Just recently, Coscharis Motors launched an auto finance scheme, which enables auto-drive home brand new vehicles after paying a deposit of 10% of the total price and spread the remaining balance for a period of about 12 to 36 months.

Speaking at the opening of the 15th edition of Lagos Motor Fair, the Director-General, National Automotive Design and Development Council(NADDC), Aliyu Jelani reaffirmed the Federal Government’s plan to mandate ministries, agencies, states and local governments to patronize made in Nigeria vehicles.

He said: ‘’The Federal government is aware of the challenges that the auto companies are going through after investing well over 500 billion with an installed capacity of over 400,000 in your factories, plants and operations. It is a huge commitment to the industry and the future of Nigeria.

‘’Although we are not there yet, we are working assiduously towards driving market demand. As you are aware, there have been two executive orders aimed at pushing for the patronage of made in Nigeria vehicles with a renewed commitment to ensure strict compliance.

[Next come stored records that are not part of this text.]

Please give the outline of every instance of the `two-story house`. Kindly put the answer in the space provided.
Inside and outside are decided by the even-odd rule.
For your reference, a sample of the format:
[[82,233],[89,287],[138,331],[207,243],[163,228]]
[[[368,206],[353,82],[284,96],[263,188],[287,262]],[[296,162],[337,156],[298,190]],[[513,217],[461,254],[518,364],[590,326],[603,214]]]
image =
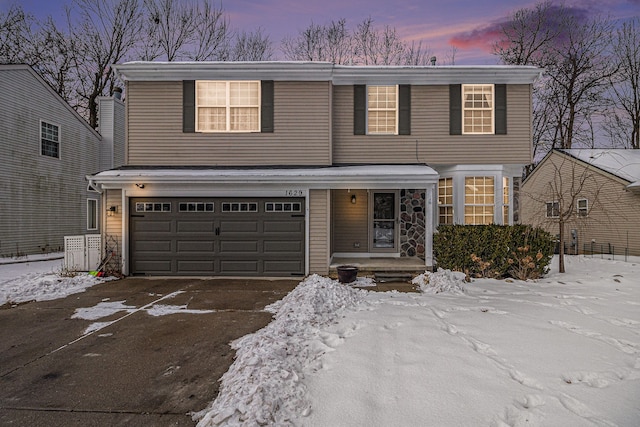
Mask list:
[[[434,265],[439,223],[511,223],[534,67],[131,62],[126,166],[88,177],[125,274]],[[515,185],[514,185],[515,184]]]
[[85,177],[124,161],[124,103],[100,98],[96,131],[22,64],[0,65],[0,93],[0,257],[100,233],[101,197]]

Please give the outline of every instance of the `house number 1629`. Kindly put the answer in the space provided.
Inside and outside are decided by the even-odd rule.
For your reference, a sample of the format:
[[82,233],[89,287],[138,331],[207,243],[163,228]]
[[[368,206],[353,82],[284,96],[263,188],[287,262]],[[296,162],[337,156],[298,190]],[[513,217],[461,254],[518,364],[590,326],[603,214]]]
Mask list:
[[302,197],[304,190],[285,190],[284,195],[287,197]]

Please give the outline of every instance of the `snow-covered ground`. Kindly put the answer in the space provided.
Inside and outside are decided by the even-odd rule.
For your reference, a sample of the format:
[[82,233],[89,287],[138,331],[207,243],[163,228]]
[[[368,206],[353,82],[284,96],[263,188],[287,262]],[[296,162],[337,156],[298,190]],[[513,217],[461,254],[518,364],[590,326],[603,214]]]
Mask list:
[[[199,426],[638,426],[640,260],[375,293],[312,276],[233,346]],[[420,282],[420,280],[418,280]],[[424,282],[424,281],[422,281]]]
[[[59,260],[46,262],[59,271]],[[37,273],[46,262],[0,265],[0,304],[64,296],[56,288],[72,279]],[[267,308],[267,327],[233,343],[220,394],[194,418],[199,426],[637,426],[640,259],[568,257],[567,271],[471,283],[442,272],[418,278],[414,294],[311,276]]]

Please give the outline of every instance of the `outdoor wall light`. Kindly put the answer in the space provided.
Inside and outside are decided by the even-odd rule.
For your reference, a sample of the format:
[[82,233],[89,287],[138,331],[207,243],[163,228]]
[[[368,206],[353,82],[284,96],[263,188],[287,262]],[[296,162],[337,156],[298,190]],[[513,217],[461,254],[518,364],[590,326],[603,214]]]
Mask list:
[[136,187],[142,189],[142,188],[144,188],[144,184],[136,184]]
[[351,203],[353,203],[354,205],[356,204],[356,195],[355,194],[351,195]]
[[107,209],[107,216],[114,216],[116,212],[118,212],[117,206],[109,206],[109,208]]

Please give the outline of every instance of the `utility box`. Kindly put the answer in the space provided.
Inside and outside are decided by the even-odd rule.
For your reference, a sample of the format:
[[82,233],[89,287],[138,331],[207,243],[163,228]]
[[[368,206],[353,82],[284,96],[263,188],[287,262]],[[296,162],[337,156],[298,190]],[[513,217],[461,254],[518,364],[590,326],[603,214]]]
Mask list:
[[64,236],[64,268],[90,271],[100,265],[102,238],[99,234]]

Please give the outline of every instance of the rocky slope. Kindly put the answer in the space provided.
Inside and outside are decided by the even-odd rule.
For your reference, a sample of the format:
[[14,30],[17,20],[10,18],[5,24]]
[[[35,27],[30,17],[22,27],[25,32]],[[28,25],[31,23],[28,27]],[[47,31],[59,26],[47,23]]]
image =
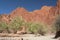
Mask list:
[[26,22],[43,22],[45,24],[52,24],[56,16],[59,15],[58,11],[60,10],[60,0],[58,0],[55,7],[52,6],[43,6],[40,10],[34,10],[28,12],[24,8],[17,8],[13,10],[9,15],[1,15],[1,20],[10,22],[15,16],[22,16]]
[[1,20],[10,22],[12,18],[22,16],[26,22],[33,21],[51,24],[56,18],[56,15],[58,15],[55,11],[55,8],[50,6],[43,6],[40,10],[34,10],[33,12],[28,12],[24,8],[17,8],[9,15],[2,15]]

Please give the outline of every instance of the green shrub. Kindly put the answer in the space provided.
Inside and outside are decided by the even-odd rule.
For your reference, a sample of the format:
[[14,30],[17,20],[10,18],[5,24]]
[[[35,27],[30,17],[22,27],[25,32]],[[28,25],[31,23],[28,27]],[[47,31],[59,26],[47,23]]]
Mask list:
[[18,30],[22,30],[21,26],[24,26],[26,23],[22,17],[13,18],[9,24],[4,21],[0,21],[0,32],[7,31],[8,33],[16,33]]
[[7,31],[7,23],[6,22],[3,22],[3,21],[0,21],[0,32],[3,32],[3,31]]
[[11,31],[17,32],[17,30],[21,29],[21,26],[24,25],[24,20],[21,17],[15,17],[12,19],[12,21],[9,23],[9,29]]
[[47,27],[42,23],[29,22],[27,23],[27,27],[27,31],[30,33],[44,34],[47,32]]

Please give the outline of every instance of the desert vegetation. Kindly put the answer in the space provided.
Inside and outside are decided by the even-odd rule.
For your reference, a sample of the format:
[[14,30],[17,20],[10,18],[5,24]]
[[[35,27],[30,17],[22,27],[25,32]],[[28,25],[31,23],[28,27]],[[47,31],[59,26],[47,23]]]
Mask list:
[[0,33],[14,33],[17,34],[17,31],[21,31],[24,26],[26,29],[25,32],[32,34],[41,34],[53,32],[54,28],[49,27],[42,22],[25,22],[22,17],[13,18],[9,24],[5,21],[0,21]]
[[47,26],[43,25],[42,23],[29,22],[27,24],[27,31],[33,34],[38,33],[44,35],[48,30],[46,27]]
[[9,24],[5,21],[0,21],[0,32],[2,33],[6,30],[8,33],[16,33],[17,30],[21,29],[22,25],[24,25],[24,21],[21,17],[15,17]]
[[27,33],[41,34],[54,33],[56,30],[60,30],[60,16],[56,17],[56,21],[53,26],[49,26],[42,22],[25,22],[21,16],[14,17],[9,23],[5,21],[0,21],[0,33],[17,33],[21,31],[24,26]]

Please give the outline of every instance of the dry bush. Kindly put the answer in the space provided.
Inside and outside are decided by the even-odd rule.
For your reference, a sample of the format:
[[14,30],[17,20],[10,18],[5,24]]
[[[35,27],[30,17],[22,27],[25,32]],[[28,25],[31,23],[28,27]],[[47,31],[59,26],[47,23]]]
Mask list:
[[38,33],[44,35],[48,31],[47,26],[42,23],[29,22],[27,23],[27,26],[28,26],[27,32],[34,34]]

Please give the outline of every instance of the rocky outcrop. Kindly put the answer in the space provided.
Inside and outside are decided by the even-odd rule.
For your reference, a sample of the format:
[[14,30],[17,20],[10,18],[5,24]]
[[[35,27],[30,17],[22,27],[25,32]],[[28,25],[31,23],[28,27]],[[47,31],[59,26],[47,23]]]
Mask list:
[[17,8],[12,11],[9,15],[2,15],[1,20],[10,22],[12,18],[16,16],[21,16],[26,22],[43,22],[46,24],[51,24],[55,18],[55,8],[51,6],[43,6],[40,10],[34,10],[33,12],[28,12],[24,8]]
[[43,6],[40,10],[34,10],[28,12],[24,8],[18,7],[13,10],[9,15],[2,15],[1,20],[10,22],[12,18],[21,16],[26,22],[43,22],[45,24],[52,24],[56,16],[60,13],[60,0],[57,2],[57,6]]
[[[60,0],[57,1],[57,5],[55,7],[52,6],[43,6],[39,10],[34,10],[32,12],[28,12],[25,8],[16,8],[10,14],[2,14],[0,15],[0,21],[5,21],[6,23],[10,23],[10,21],[18,16],[22,17],[25,22],[42,22],[47,25],[51,25],[56,16],[60,14]],[[17,31],[17,33],[26,32],[25,26],[22,27],[22,30]]]
[[40,10],[34,10],[33,12],[28,12],[24,8],[17,8],[10,13],[9,17],[13,18],[15,16],[22,16],[26,22],[43,22],[46,24],[51,24],[55,16],[55,8],[52,6],[43,6]]
[[60,0],[57,1],[57,7],[56,8],[58,10],[57,13],[60,14]]

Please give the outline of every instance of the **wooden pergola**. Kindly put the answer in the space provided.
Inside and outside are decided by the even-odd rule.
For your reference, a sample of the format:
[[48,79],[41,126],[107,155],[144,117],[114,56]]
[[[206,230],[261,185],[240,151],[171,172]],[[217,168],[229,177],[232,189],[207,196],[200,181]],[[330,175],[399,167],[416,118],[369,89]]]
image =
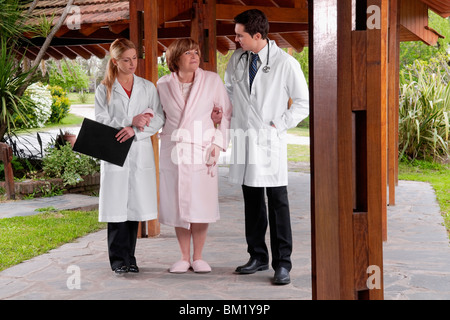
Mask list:
[[[66,1],[39,1],[58,15]],[[310,48],[313,299],[383,299],[387,205],[398,180],[399,43],[436,45],[428,9],[446,0],[78,0],[46,58],[103,58],[118,37],[139,48],[137,74],[154,83],[157,62],[176,38],[191,37],[202,67],[236,49],[233,18],[258,8],[281,47]],[[36,55],[44,39],[32,39]],[[155,154],[157,138],[153,137]],[[158,163],[158,161],[156,161]],[[140,236],[159,234],[142,224]],[[377,273],[378,272],[378,273]],[[373,280],[374,279],[374,280]],[[369,281],[368,281],[369,280]],[[373,280],[373,281],[372,281]]]

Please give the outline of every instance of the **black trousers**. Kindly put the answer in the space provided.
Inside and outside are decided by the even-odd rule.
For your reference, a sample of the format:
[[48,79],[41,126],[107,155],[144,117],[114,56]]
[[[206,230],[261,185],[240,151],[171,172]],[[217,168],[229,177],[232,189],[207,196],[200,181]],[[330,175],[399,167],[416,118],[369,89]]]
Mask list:
[[242,186],[245,202],[245,237],[248,253],[252,258],[269,262],[265,235],[267,230],[267,209],[264,197],[267,194],[269,207],[270,247],[272,268],[292,268],[292,230],[287,187]]
[[108,222],[108,253],[111,269],[137,265],[136,249],[139,222]]

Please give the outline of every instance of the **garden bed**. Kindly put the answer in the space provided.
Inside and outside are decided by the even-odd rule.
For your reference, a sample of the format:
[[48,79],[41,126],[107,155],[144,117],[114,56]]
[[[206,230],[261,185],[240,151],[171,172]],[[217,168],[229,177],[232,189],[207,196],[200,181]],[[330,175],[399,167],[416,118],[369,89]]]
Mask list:
[[[43,197],[63,193],[98,194],[100,188],[100,173],[82,176],[83,181],[75,185],[64,186],[63,179],[50,178],[46,180],[15,181],[16,199],[25,197]],[[0,188],[6,189],[5,182],[0,181]]]

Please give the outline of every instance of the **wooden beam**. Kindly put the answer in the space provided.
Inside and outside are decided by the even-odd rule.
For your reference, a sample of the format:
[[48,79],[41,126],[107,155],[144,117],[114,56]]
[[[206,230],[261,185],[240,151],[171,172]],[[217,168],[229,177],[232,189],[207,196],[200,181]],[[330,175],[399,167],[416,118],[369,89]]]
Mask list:
[[106,51],[99,45],[86,45],[83,46],[84,49],[92,53],[94,56],[103,59],[106,56]]
[[198,42],[202,51],[200,67],[217,71],[216,2],[194,1],[192,5],[191,38]]
[[306,8],[277,8],[262,6],[238,6],[217,4],[217,20],[233,21],[234,17],[245,10],[259,9],[263,11],[270,23],[307,23],[308,10]]
[[92,53],[84,49],[82,46],[71,46],[70,49],[86,60],[92,56]]
[[78,57],[78,54],[73,52],[72,50],[70,50],[70,48],[68,48],[68,47],[53,47],[53,49],[58,51],[63,56],[65,56],[66,58],[71,59],[71,60]]
[[[428,6],[421,0],[400,0],[400,24],[406,38],[402,41],[410,41],[410,38],[421,40],[427,45],[435,46],[442,35],[428,26]],[[409,34],[408,34],[409,33]]]
[[283,34],[279,34],[279,36],[281,38],[284,39],[284,41],[286,41],[287,43],[289,43],[289,45],[295,49],[295,51],[297,52],[302,52],[303,49],[305,48],[305,44],[303,43],[303,41],[298,40],[294,34],[292,33],[283,33]]
[[121,23],[121,24],[112,24],[108,27],[108,29],[114,34],[120,34],[123,31],[127,30],[129,27],[130,27],[129,23]]

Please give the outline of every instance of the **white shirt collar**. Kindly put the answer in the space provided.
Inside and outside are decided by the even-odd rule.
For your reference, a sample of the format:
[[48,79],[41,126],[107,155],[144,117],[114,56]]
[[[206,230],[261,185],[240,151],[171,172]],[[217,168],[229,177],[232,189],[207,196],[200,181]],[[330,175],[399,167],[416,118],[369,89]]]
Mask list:
[[[269,39],[267,39],[267,41],[270,41]],[[258,56],[259,56],[259,61],[261,61],[261,64],[265,64],[266,60],[267,60],[267,50],[269,50],[269,46],[266,45],[264,46],[264,48],[262,48],[259,52],[258,52]],[[253,51],[251,51],[251,53],[255,53]]]

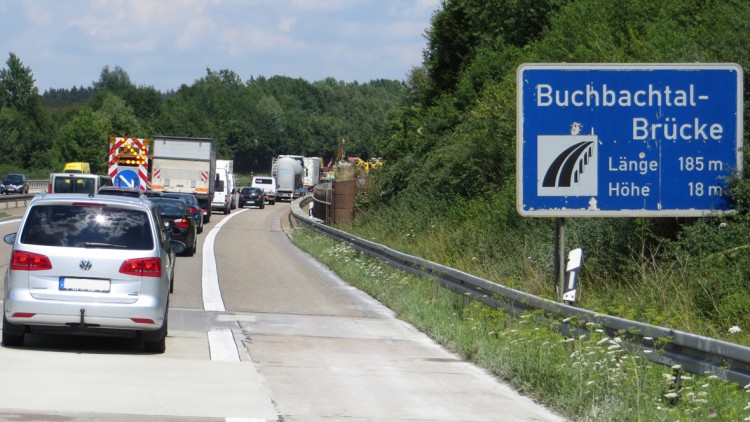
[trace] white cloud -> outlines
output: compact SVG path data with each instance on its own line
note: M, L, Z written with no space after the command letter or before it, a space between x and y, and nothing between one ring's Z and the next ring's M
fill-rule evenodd
M175 45L180 50L189 50L208 34L214 31L214 21L207 17L198 17L178 28Z
M303 45L293 38L251 26L226 28L221 31L219 41L220 48L233 56L252 50L296 48Z
M289 32L292 30L292 27L294 27L294 24L297 23L296 18L292 17L282 17L281 20L279 20L279 31L282 32Z
M322 10L322 11L333 11L346 9L352 5L356 6L356 3L361 3L357 0L292 0L292 6L295 9L300 10Z

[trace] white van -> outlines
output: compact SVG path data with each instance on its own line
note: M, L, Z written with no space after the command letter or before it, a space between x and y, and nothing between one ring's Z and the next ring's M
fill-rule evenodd
M93 195L102 186L112 186L112 178L98 174L52 173L47 193L87 193Z
M216 185L214 187L214 199L211 201L211 209L218 209L229 214L232 212L232 187L229 173L225 168L216 169Z
M276 203L276 178L269 176L253 177L253 183L250 185L254 188L261 188L266 193L266 201L273 205Z

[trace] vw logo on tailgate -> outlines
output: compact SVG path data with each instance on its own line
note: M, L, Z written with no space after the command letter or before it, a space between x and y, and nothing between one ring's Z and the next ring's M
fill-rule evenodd
M91 269L91 261L89 261L88 259L82 259L82 260L81 260L81 262L80 262L80 263L78 263L78 266L79 266L79 267L80 267L80 268L81 268L81 269L82 269L83 271L88 271L88 270L90 270L90 269Z

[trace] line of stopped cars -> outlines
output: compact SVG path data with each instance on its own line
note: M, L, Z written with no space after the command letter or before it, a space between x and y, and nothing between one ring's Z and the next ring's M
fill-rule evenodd
M175 256L195 253L203 218L193 195L105 186L36 196L3 239L3 345L29 333L126 336L163 353Z
M263 208L260 191L243 188L240 206ZM205 220L191 194L104 186L37 195L3 238L12 251L2 344L23 346L29 333L124 336L164 353L176 255L195 253Z

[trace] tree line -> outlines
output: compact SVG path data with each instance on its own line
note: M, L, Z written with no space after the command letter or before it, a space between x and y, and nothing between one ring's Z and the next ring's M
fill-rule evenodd
M309 82L284 76L243 81L231 70L206 75L176 91L136 86L120 66L105 66L88 87L40 94L33 70L14 53L0 70L0 166L29 173L87 161L106 171L108 138L154 135L213 138L238 172L269 172L279 154L377 155L376 137L405 87L395 80Z

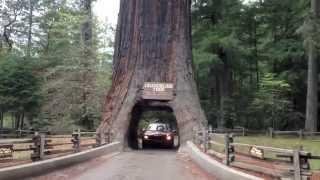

“We are working hard to see that it is a policy not just the agencies of government but states and local government to patronize made in Nigeria vehicles. We believe that when that happens, there will be more demand. And we will also continue to encourage organizations and private citizens to patronize vehicles made in Nigeria.’’

It is hoped that, as promised recently by the NADDC boss, the NAIDP will not only be passed into law before the end of 2021, it would translate to a workable auto finance scheme aimed at encouraging patronage of locally assembled vehicles.

The foregoing would also translate to an increase in the badly needed volume, which will, in turn, encourage OEMs to set up local content manufacturing and generate local jobs, the ultimate goal of the industry. More than that, the safety menace caused by fairly used vehicles on Nigerian roads will be a thing of the past.